Il fugace ritratto che questi scritti ci forniscono delle tre autrici rimanda a figure accomunate da uno sguardo visionario ma non certo inconsapevole dell’arduo cammino che separa la donna da una piena cittadinanza.
Olympe de Gouges, Mary Wollstonecraft e Anna Maria Mozzoni non chiedono qualche diritto in più ma affermano la soggettività (giuridica) di un genere. Per questo denunciano una dignità mancata. Tre testi che stanno all’origine del nostro parlare oggi della questione della donna, e che segnano la “coda lunga”, di ciò che con difficoltà stenta ancora a farsi senso comune.
Conosci le autrici
Olympe de Gouges, pseudonimo di Marie Giuse (1748-1793), drammaturga, esponente dell’area girondina e amica di Danton e di Condorcet, Pubblica nel settembre 1791 la Déclaration des droits de la femme et de la citoyenne. Arrestata dal tribunale rivoluzionario nell’agosto 1793 è condannata a morte il 2 novembre. La condanna è seguita il 3 novembre 1793.
Mary Wollstonecraft (1759 – 1797), filosofa è considerata la fondatrice del femminismo liberale. Con A Vindication of the Rights of Woman (1792) sostiene, contro la prevalente opinione del tempo, che le donne non sono inferiori per natura agli uomini, anche se la diversa educazione a loro riservata nella società le pone in una condizione di inferiorità e di subordinazione.

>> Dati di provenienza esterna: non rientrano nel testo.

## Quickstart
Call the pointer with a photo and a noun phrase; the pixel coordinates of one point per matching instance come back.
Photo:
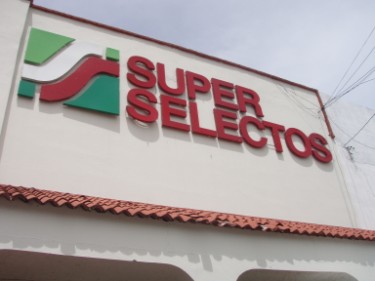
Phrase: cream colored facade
(54, 147)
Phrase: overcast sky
(308, 42)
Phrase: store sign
(76, 72)
(71, 70)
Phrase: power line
(351, 64)
(356, 84)
(356, 134)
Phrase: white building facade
(140, 159)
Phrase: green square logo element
(81, 74)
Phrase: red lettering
(252, 99)
(245, 134)
(167, 111)
(276, 129)
(162, 82)
(195, 127)
(140, 107)
(289, 142)
(203, 85)
(142, 67)
(221, 125)
(222, 89)
(320, 152)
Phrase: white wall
(203, 252)
(356, 150)
(13, 15)
(54, 147)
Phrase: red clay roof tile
(166, 213)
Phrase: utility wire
(356, 84)
(356, 134)
(351, 64)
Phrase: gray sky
(308, 42)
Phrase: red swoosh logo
(74, 83)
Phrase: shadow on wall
(278, 275)
(77, 232)
(21, 265)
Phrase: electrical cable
(351, 64)
(360, 130)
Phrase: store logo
(81, 74)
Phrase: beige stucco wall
(55, 147)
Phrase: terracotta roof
(173, 214)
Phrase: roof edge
(175, 214)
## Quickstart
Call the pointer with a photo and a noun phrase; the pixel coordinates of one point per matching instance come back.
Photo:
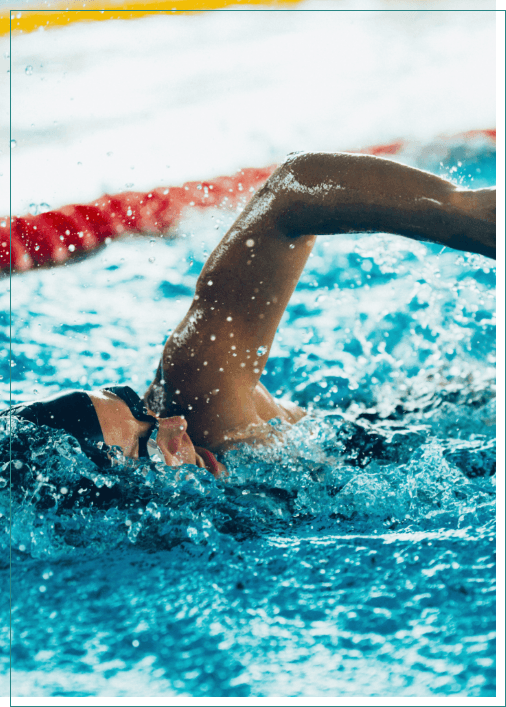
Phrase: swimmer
(206, 395)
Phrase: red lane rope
(55, 236)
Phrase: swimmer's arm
(248, 280)
(246, 283)
(341, 193)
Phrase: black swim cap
(74, 412)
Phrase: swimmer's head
(171, 441)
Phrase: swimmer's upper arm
(244, 288)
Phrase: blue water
(357, 559)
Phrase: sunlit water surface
(357, 558)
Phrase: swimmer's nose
(171, 431)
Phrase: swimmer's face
(177, 448)
(174, 443)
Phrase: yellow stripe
(24, 21)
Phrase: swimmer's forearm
(337, 193)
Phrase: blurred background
(160, 99)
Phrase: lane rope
(53, 237)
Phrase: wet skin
(207, 388)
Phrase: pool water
(356, 558)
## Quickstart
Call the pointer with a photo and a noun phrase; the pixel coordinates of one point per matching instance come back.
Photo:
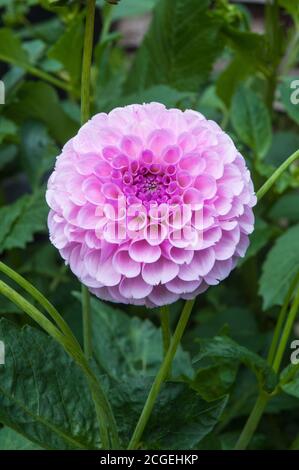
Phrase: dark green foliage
(196, 54)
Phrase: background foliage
(202, 55)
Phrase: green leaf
(286, 207)
(280, 268)
(38, 151)
(260, 237)
(179, 48)
(289, 96)
(49, 403)
(68, 49)
(39, 101)
(251, 121)
(127, 346)
(7, 128)
(214, 381)
(222, 347)
(11, 49)
(21, 220)
(12, 440)
(7, 154)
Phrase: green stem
(161, 375)
(85, 115)
(252, 422)
(109, 420)
(263, 399)
(165, 326)
(87, 61)
(40, 74)
(277, 173)
(281, 320)
(102, 406)
(41, 299)
(86, 317)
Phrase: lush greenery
(196, 54)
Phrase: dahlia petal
(135, 288)
(162, 271)
(142, 251)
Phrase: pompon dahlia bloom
(149, 205)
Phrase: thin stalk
(280, 322)
(102, 406)
(161, 375)
(41, 299)
(165, 327)
(286, 333)
(277, 173)
(85, 115)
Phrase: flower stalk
(161, 375)
(85, 115)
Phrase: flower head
(149, 205)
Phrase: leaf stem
(277, 173)
(165, 327)
(41, 74)
(252, 422)
(281, 319)
(263, 398)
(85, 115)
(103, 409)
(41, 299)
(161, 375)
(87, 61)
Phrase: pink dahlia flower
(149, 205)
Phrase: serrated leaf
(160, 93)
(43, 394)
(261, 235)
(39, 101)
(289, 95)
(7, 128)
(21, 220)
(280, 268)
(68, 49)
(179, 48)
(224, 348)
(251, 120)
(12, 440)
(128, 8)
(127, 346)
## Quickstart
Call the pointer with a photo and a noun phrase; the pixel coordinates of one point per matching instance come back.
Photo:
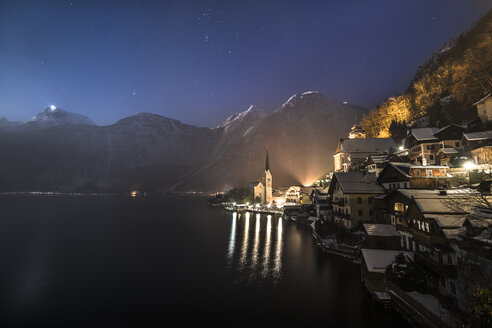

Anna Maria Mozzoni (1837 – 1920) giornalista e attivista dei diritti civili e dei diritti delle donn. Nel 1878 rappresenta l’Italia al Congresso internazionale per i diritti delle donne di Parigi nel 1879, fonda a Milano la “Lega promotrice degli interessi femminili”.
La Grande Guerra delle donne italiane
Descrizione dell’eBook
Nella Prima guerra mondiale, in Italia come altrove, le donne furono uno dei tanti “eserciti del fronte interno”.
Un esercito numeroso, di cui a lungo nessuno voleva parlare. A fronte di una immagine della donna – lavoratrice, infermiera, madrina di guerra – entrata a buon diritto nell’iconografia, non solo italiana, di guerra; e a fronte altresì delle numerose circolari che i responsabili della Mobilitazione Industriale italiana iniziarono da subito a diffondere al fine di incoraggiare l’immissione di manodopera femminile nelle industrie mobilitate si registra un singolare silenzio della stampa nazionale. La donna è un componente essenziale della “industria di guerra”, c’è nella realtà concerta , ma per la stampa è un fantasma.
Solo nel 1917 questo tema appare fa capolino sull’“Illustrazione Italiana” che decide di dedicare un lungo articolo su un fenomeno che, pure, rappresenta, tra le grandi trasformazioni messe in moto dalla guerra, una di quelle dagli effetti più strutturali e di lungo periodo.
Conosci l’autrice
Haydée (Ida Finzi): Nata a Trieste nel 1867, inizia prestissimo, appena sedicenne, la sua attività di scrittrice e di giornalista. Nel 1889 l’incontro decisivo con l’editore Emilio Treves, che la chiama a collaborare all’Illustrazione italiana, su cui si firma come “Haidée” e come “La signora in grigio”. Irredentista, con l’ingresso dell’Italia in guerra si trasferisce a Milano, dove viene assunta alla redazione della casa editrice Treves. Una parte importante della sua produzione è dedicata ai temi della donna e dell’infanzia.